The sick dad was given VIP treatment. Mom accompanied Dad to the hospital, advised him to take his medication, did not cook fish and shrimp, and made a separate “sick meal” for Dad to prevent him from eating onions, ginger and garlic. In order to prevent him from eating onions, ginger and garlic, mom would make a separate “sick meal” for dad. A year later, Dad’s hormone levels were stable and the doctor praised him for his fine cooking and advised him not to take any more medication.
As he passed the age of 100, he was always sick and had many difficulties. Dad was recovering from hyperthyroidism and had an intestinal polyp that needed to be operated on. When I went to visit him in the hospital, he was lying on the hospital bed, not even looking at me, his eyes only following his mother. I had to be helped to go to the toilet, I had to be fed to drink water, and my mother had to take care of my food and living. The surrounding area is full of digestive tract patients, some are minor patients with open stitches, some are terminal cancer patients who need chemotherapy, and it is the happiest to have a wife with you, to know when you are cold, to know when you are sleepy, to have someone to talk to when you wake up, not to be lonely.
Later, one night, my mother had asthma, and the more she coughed, the worse she felt, she couldn’t breathe and was about to suffocate. After she recovered, the two of us lay in bed all night without sleep.
Mom said to me the next day, “I almost passed away the night before, but luckily your father was there.
The pain of growing old without a companion is loneliness, isolation, or the fear of illness and death, especially late at night. After the death of grandpa, grandma lived alone, at night grandma did not dare to undress, she was afraid to undress to sleep, the next day naked and died, it was not good to be seen.

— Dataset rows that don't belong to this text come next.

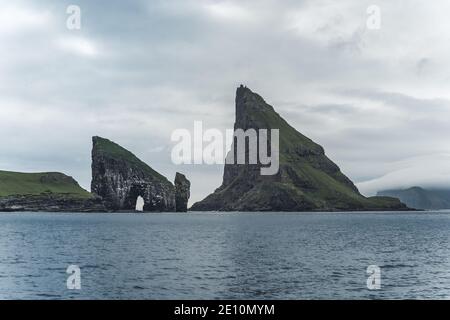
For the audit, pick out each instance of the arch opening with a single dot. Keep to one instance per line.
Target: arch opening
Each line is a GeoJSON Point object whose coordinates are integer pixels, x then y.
{"type": "Point", "coordinates": [140, 204]}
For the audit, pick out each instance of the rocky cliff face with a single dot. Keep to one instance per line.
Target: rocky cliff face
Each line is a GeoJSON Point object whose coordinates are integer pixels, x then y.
{"type": "Point", "coordinates": [182, 192]}
{"type": "Point", "coordinates": [119, 178]}
{"type": "Point", "coordinates": [307, 180]}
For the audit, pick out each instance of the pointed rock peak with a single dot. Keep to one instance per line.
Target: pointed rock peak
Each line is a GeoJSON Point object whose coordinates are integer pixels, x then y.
{"type": "Point", "coordinates": [182, 192]}
{"type": "Point", "coordinates": [249, 102]}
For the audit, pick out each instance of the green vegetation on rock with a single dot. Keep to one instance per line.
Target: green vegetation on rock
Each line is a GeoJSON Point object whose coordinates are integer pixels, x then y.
{"type": "Point", "coordinates": [307, 179]}
{"type": "Point", "coordinates": [54, 183]}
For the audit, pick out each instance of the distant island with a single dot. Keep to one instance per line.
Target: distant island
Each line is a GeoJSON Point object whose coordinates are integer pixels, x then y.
{"type": "Point", "coordinates": [119, 178]}
{"type": "Point", "coordinates": [307, 180]}
{"type": "Point", "coordinates": [420, 198]}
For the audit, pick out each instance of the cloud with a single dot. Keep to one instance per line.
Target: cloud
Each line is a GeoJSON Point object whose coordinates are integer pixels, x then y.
{"type": "Point", "coordinates": [78, 45]}
{"type": "Point", "coordinates": [378, 101]}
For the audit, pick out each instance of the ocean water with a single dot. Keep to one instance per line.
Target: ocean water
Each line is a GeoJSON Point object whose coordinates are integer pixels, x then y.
{"type": "Point", "coordinates": [225, 256]}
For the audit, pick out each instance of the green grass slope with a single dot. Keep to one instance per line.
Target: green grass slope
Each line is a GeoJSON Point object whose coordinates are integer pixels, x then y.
{"type": "Point", "coordinates": [17, 183]}
{"type": "Point", "coordinates": [112, 150]}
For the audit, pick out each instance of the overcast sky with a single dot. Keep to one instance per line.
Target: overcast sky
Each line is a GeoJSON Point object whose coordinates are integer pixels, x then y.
{"type": "Point", "coordinates": [378, 101]}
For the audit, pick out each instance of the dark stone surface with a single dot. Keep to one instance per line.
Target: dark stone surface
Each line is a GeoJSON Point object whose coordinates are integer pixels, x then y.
{"type": "Point", "coordinates": [119, 177]}
{"type": "Point", "coordinates": [307, 179]}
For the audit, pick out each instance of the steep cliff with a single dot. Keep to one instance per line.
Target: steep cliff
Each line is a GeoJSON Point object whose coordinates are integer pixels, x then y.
{"type": "Point", "coordinates": [119, 178]}
{"type": "Point", "coordinates": [182, 192]}
{"type": "Point", "coordinates": [307, 180]}
{"type": "Point", "coordinates": [47, 191]}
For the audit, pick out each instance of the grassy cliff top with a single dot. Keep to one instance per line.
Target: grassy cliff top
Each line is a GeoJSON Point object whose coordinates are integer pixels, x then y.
{"type": "Point", "coordinates": [112, 150]}
{"type": "Point", "coordinates": [17, 183]}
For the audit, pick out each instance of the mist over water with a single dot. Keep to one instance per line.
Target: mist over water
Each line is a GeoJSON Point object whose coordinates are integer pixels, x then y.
{"type": "Point", "coordinates": [225, 256]}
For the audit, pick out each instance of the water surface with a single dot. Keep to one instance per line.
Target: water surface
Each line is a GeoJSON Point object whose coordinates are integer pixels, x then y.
{"type": "Point", "coordinates": [225, 256]}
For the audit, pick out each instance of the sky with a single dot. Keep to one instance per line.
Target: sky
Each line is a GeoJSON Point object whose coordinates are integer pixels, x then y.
{"type": "Point", "coordinates": [377, 100]}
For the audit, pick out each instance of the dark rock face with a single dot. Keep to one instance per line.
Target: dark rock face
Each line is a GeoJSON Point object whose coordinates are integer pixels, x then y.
{"type": "Point", "coordinates": [307, 180]}
{"type": "Point", "coordinates": [50, 203]}
{"type": "Point", "coordinates": [119, 178]}
{"type": "Point", "coordinates": [182, 192]}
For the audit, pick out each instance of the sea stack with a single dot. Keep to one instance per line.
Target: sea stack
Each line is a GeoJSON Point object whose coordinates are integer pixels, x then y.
{"type": "Point", "coordinates": [182, 192]}
{"type": "Point", "coordinates": [307, 180]}
{"type": "Point", "coordinates": [119, 178]}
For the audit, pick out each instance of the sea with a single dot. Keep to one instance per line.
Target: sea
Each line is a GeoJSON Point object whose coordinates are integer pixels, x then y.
{"type": "Point", "coordinates": [209, 255]}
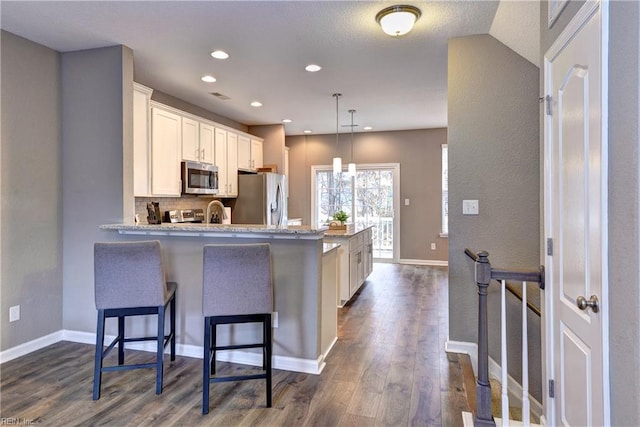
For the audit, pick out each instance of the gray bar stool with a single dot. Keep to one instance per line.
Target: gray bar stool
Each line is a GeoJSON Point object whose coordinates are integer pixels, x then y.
{"type": "Point", "coordinates": [237, 288]}
{"type": "Point", "coordinates": [130, 281]}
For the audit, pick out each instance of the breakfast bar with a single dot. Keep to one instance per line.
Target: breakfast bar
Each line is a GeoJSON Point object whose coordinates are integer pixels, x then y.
{"type": "Point", "coordinates": [304, 277]}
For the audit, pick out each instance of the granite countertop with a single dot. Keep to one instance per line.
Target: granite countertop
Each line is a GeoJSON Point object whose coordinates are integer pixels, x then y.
{"type": "Point", "coordinates": [221, 230]}
{"type": "Point", "coordinates": [328, 247]}
{"type": "Point", "coordinates": [346, 233]}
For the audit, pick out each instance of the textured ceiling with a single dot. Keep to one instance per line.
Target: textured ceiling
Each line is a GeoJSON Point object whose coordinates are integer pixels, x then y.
{"type": "Point", "coordinates": [392, 83]}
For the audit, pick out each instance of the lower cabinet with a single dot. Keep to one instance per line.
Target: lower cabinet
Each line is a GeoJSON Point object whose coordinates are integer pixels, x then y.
{"type": "Point", "coordinates": [355, 262]}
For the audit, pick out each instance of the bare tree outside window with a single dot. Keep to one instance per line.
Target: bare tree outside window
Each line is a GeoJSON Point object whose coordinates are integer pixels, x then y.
{"type": "Point", "coordinates": [368, 199]}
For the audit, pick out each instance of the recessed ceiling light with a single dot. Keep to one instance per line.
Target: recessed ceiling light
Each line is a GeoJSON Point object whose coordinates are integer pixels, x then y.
{"type": "Point", "coordinates": [220, 54]}
{"type": "Point", "coordinates": [312, 68]}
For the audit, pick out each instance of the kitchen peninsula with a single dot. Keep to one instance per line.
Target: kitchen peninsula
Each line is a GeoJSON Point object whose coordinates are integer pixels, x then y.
{"type": "Point", "coordinates": [304, 297]}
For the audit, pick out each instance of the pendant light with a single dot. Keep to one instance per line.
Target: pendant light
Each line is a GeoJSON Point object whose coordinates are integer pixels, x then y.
{"type": "Point", "coordinates": [351, 168]}
{"type": "Point", "coordinates": [337, 161]}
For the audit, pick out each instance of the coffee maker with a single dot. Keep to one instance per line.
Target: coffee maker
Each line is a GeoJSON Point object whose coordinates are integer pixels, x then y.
{"type": "Point", "coordinates": [153, 213]}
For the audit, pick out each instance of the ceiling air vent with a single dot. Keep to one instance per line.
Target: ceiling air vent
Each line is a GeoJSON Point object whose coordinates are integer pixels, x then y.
{"type": "Point", "coordinates": [219, 96]}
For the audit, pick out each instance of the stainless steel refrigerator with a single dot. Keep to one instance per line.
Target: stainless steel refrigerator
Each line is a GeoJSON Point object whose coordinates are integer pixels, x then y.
{"type": "Point", "coordinates": [262, 199]}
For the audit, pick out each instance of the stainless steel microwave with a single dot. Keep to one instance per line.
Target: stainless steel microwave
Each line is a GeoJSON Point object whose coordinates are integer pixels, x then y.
{"type": "Point", "coordinates": [199, 178]}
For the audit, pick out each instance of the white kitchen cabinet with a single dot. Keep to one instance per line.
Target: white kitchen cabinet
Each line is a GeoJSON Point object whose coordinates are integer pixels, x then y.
{"type": "Point", "coordinates": [141, 140]}
{"type": "Point", "coordinates": [232, 165]}
{"type": "Point", "coordinates": [256, 154]}
{"type": "Point", "coordinates": [226, 159]}
{"type": "Point", "coordinates": [207, 143]}
{"type": "Point", "coordinates": [197, 141]}
{"type": "Point", "coordinates": [166, 136]}
{"type": "Point", "coordinates": [190, 139]}
{"type": "Point", "coordinates": [352, 261]}
{"type": "Point", "coordinates": [244, 153]}
{"type": "Point", "coordinates": [250, 155]}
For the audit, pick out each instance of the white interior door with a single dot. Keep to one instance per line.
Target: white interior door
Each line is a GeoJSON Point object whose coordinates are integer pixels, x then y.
{"type": "Point", "coordinates": [576, 220]}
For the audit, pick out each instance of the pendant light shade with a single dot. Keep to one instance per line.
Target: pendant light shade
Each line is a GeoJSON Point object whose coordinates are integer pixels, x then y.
{"type": "Point", "coordinates": [398, 20]}
{"type": "Point", "coordinates": [337, 165]}
{"type": "Point", "coordinates": [351, 168]}
{"type": "Point", "coordinates": [337, 161]}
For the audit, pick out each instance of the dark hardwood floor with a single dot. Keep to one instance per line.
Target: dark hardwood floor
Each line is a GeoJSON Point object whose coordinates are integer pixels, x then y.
{"type": "Point", "coordinates": [388, 368]}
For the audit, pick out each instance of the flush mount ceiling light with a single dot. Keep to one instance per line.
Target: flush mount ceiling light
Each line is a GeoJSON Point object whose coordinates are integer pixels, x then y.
{"type": "Point", "coordinates": [220, 54]}
{"type": "Point", "coordinates": [398, 20]}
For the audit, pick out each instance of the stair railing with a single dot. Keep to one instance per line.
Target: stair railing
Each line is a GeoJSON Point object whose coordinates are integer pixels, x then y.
{"type": "Point", "coordinates": [484, 273]}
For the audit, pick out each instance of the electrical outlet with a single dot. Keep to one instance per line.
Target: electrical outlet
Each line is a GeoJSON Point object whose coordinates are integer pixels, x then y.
{"type": "Point", "coordinates": [14, 313]}
{"type": "Point", "coordinates": [470, 207]}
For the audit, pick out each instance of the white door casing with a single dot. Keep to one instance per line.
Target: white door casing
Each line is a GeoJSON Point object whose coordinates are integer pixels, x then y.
{"type": "Point", "coordinates": [576, 220]}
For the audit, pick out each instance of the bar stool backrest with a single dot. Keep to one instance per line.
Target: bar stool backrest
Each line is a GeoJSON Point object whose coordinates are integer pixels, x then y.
{"type": "Point", "coordinates": [129, 274]}
{"type": "Point", "coordinates": [237, 280]}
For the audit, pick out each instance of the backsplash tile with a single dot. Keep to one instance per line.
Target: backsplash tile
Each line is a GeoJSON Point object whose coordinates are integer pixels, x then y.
{"type": "Point", "coordinates": [171, 203]}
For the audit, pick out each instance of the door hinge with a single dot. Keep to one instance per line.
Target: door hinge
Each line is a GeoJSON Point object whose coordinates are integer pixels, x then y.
{"type": "Point", "coordinates": [548, 103]}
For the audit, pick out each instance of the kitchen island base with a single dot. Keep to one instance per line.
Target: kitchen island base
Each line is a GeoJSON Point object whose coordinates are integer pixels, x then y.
{"type": "Point", "coordinates": [297, 258]}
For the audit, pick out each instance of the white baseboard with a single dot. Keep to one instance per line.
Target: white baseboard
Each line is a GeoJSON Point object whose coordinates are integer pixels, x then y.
{"type": "Point", "coordinates": [295, 364]}
{"type": "Point", "coordinates": [31, 346]}
{"type": "Point", "coordinates": [495, 371]}
{"type": "Point", "coordinates": [429, 262]}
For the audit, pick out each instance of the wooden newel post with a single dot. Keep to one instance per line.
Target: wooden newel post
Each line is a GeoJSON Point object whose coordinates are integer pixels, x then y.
{"type": "Point", "coordinates": [483, 388]}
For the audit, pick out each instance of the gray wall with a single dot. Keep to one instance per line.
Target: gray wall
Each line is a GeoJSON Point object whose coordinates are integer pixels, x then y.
{"type": "Point", "coordinates": [493, 114]}
{"type": "Point", "coordinates": [95, 84]}
{"type": "Point", "coordinates": [624, 212]}
{"type": "Point", "coordinates": [624, 235]}
{"type": "Point", "coordinates": [419, 155]}
{"type": "Point", "coordinates": [31, 225]}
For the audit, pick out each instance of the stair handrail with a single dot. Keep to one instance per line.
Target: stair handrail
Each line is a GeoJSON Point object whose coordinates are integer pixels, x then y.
{"type": "Point", "coordinates": [484, 273]}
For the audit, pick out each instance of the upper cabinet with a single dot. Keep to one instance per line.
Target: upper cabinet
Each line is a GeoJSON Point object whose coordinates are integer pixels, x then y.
{"type": "Point", "coordinates": [226, 159]}
{"type": "Point", "coordinates": [190, 139]}
{"type": "Point", "coordinates": [244, 153]}
{"type": "Point", "coordinates": [256, 154]}
{"type": "Point", "coordinates": [166, 136]}
{"type": "Point", "coordinates": [249, 153]}
{"type": "Point", "coordinates": [141, 140]}
{"type": "Point", "coordinates": [207, 143]}
{"type": "Point", "coordinates": [197, 141]}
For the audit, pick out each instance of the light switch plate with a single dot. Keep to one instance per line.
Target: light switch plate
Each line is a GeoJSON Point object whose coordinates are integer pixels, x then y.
{"type": "Point", "coordinates": [470, 207]}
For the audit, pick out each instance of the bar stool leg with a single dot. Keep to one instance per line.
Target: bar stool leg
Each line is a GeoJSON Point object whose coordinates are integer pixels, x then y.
{"type": "Point", "coordinates": [206, 365]}
{"type": "Point", "coordinates": [173, 328]}
{"type": "Point", "coordinates": [120, 340]}
{"type": "Point", "coordinates": [269, 349]}
{"type": "Point", "coordinates": [160, 350]}
{"type": "Point", "coordinates": [97, 370]}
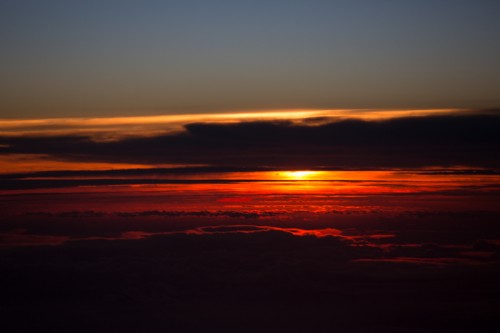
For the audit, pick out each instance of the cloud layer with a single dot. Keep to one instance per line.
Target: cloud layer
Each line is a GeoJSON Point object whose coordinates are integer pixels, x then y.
{"type": "Point", "coordinates": [472, 140]}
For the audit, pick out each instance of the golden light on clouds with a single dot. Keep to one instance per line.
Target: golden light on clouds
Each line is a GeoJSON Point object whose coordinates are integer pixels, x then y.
{"type": "Point", "coordinates": [111, 128]}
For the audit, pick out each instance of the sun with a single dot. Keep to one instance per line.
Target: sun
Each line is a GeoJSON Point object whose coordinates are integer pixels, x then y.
{"type": "Point", "coordinates": [299, 175]}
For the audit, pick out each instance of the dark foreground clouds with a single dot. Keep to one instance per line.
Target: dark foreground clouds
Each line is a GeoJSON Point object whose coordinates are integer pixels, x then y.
{"type": "Point", "coordinates": [270, 281]}
{"type": "Point", "coordinates": [472, 140]}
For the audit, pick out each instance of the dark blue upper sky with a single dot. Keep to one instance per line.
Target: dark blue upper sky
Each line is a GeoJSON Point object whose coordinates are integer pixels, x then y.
{"type": "Point", "coordinates": [110, 57]}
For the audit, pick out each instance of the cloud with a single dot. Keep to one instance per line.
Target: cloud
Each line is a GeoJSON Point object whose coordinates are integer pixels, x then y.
{"type": "Point", "coordinates": [402, 142]}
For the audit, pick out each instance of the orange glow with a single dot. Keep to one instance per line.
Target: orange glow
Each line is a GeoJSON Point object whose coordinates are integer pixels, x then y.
{"type": "Point", "coordinates": [17, 163]}
{"type": "Point", "coordinates": [300, 175]}
{"type": "Point", "coordinates": [112, 128]}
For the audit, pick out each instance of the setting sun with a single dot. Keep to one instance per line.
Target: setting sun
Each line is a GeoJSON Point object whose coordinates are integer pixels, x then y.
{"type": "Point", "coordinates": [300, 175]}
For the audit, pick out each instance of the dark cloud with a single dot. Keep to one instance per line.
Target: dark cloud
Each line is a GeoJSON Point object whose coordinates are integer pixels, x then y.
{"type": "Point", "coordinates": [472, 140]}
{"type": "Point", "coordinates": [261, 281]}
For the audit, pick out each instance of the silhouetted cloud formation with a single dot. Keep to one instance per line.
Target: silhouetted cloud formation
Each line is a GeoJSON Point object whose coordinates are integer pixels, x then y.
{"type": "Point", "coordinates": [472, 140]}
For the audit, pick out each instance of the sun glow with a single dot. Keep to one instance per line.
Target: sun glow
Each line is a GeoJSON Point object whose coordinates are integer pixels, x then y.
{"type": "Point", "coordinates": [300, 175]}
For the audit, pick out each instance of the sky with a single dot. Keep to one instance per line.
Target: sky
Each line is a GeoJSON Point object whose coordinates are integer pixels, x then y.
{"type": "Point", "coordinates": [135, 58]}
{"type": "Point", "coordinates": [250, 166]}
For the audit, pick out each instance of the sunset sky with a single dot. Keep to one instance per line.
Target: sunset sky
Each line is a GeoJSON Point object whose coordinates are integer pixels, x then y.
{"type": "Point", "coordinates": [250, 166]}
{"type": "Point", "coordinates": [124, 57]}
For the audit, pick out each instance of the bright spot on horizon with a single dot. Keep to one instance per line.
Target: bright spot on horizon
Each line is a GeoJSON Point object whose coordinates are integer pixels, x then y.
{"type": "Point", "coordinates": [300, 175]}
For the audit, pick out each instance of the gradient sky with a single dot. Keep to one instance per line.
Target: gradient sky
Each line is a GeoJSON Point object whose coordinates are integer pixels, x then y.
{"type": "Point", "coordinates": [108, 58]}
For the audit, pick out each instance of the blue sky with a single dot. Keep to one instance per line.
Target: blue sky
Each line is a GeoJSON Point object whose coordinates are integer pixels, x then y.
{"type": "Point", "coordinates": [89, 58]}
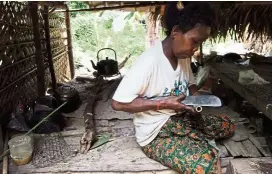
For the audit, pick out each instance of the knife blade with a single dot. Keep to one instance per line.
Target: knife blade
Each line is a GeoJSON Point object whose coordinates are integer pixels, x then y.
{"type": "Point", "coordinates": [200, 100]}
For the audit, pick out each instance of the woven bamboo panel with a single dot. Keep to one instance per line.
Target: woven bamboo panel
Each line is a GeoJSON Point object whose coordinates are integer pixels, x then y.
{"type": "Point", "coordinates": [17, 56]}
{"type": "Point", "coordinates": [18, 69]}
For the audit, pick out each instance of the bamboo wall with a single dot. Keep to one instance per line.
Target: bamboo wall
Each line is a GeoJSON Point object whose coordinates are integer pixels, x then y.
{"type": "Point", "coordinates": [24, 63]}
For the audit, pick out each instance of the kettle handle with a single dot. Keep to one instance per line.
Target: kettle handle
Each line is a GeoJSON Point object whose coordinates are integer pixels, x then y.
{"type": "Point", "coordinates": [106, 49]}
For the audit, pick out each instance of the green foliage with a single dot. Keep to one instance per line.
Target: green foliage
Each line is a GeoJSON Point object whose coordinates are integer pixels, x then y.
{"type": "Point", "coordinates": [77, 5]}
{"type": "Point", "coordinates": [93, 31]}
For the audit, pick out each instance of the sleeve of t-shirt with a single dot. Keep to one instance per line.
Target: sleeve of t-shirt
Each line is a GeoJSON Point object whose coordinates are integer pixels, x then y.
{"type": "Point", "coordinates": [192, 79]}
{"type": "Point", "coordinates": [134, 83]}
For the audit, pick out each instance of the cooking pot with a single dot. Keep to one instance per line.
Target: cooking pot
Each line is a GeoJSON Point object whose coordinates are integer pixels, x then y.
{"type": "Point", "coordinates": [107, 67]}
{"type": "Point", "coordinates": [67, 93]}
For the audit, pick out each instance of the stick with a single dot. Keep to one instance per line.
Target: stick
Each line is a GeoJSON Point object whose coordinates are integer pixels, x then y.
{"type": "Point", "coordinates": [121, 65]}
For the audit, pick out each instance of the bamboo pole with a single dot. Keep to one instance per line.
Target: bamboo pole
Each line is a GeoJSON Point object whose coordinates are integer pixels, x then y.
{"type": "Point", "coordinates": [37, 41]}
{"type": "Point", "coordinates": [49, 51]}
{"type": "Point", "coordinates": [201, 54]}
{"type": "Point", "coordinates": [69, 44]}
{"type": "Point", "coordinates": [6, 159]}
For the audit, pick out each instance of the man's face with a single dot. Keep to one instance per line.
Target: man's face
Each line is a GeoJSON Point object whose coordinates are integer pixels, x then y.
{"type": "Point", "coordinates": [185, 44]}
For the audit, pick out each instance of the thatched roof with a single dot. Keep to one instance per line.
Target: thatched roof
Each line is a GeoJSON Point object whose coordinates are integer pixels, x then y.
{"type": "Point", "coordinates": [233, 17]}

Halfway couples like Mom and Dad, perhaps the original intention of the union was to ward off fear, fear of growing old alone, fear of disease and death. When facing fear, two people are better than one. But when it comes to real life, it’s all chicken scratch. Two people eating together, walking together, calculating this month’s utility bills, dissatisfied with their son and daughter-in-law, deploring the cost of living for their daughter.
The combination based on the minimum desire and all the flaws, it seems to be not up to the standard of modern young love, or not about love at all.
I will not call it love, just righteousness. The halfway house is full of despicable disagreements, occasionally dotted with some human light, they agreed to abide by the moral bottom line, full of human care when necessary, hungry when there are meals, sick when there is care. Now I also have a boyfriend, we buy each house, but also clearly divided, even the cost of renovation will not conflict, but he has to promise me that wages can not be used separately, I do not want to go the old way of Mom and Dad.